Beal mentioned in Press Herald report on farming littleneck clams

Brian Beal, a professor of marine ecology at the University of Maine at Machias, was mentioned in a Portland Press Herald article about a Maine wildlife biologist who is trying to farm littleneck clams. Maine has barely any experience in hard-shell clam aquaculture in part of because wild quahogs have such a limited and uneven history in the state, according to the article. Joe Porada started digging for quahogs in the late 1980s in the Goose Cove area of Trenton. Porada worried about the future; at the rate he was going, he could fish out all the clams in Goose Cove, the article states. In 2005, he decided to try to farm quahogs.
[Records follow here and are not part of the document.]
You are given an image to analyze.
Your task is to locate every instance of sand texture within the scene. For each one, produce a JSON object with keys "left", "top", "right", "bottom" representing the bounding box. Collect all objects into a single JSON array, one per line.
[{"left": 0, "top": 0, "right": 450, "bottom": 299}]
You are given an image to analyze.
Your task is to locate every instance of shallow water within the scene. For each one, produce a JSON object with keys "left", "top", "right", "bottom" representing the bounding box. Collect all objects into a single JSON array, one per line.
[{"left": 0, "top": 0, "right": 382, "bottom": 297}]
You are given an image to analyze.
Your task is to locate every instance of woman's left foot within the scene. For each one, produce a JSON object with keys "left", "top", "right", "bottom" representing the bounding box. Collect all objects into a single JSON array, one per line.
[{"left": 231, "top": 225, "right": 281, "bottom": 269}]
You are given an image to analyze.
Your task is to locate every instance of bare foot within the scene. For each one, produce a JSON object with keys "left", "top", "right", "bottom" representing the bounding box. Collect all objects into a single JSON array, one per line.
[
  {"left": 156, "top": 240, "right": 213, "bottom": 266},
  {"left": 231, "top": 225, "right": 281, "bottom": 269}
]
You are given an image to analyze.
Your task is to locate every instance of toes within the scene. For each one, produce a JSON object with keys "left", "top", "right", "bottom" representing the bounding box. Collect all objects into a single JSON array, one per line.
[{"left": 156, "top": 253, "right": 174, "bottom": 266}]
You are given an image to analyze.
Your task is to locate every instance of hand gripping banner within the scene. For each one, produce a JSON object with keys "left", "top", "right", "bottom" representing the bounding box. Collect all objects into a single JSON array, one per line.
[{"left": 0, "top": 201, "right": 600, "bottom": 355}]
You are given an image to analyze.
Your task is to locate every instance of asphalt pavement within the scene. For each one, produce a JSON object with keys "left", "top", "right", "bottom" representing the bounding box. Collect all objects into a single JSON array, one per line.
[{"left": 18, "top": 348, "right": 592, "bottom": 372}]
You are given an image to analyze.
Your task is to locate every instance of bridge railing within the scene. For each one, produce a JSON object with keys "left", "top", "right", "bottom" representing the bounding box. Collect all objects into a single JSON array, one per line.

He called Beal, and recalls him saying, “I have been waiting for this phone call for 25 years.” Porada worked with the Downeast Institute for Applied Marine Research and Education and secured funding via a 2006 grant from the Maine Technology Institute, with Beal providing the baby clams and research support, the Press Herald reported. Together, they published a paper in the Journal of Shellfish Research in 2009 outlining their positive findings. “Hard clam farming in eastern Maine may help diversify a wild shellfish industry that is currently in decline for most species except lobsters,” the paper stated. It also called for additional efforts to explore alternative methods and sites.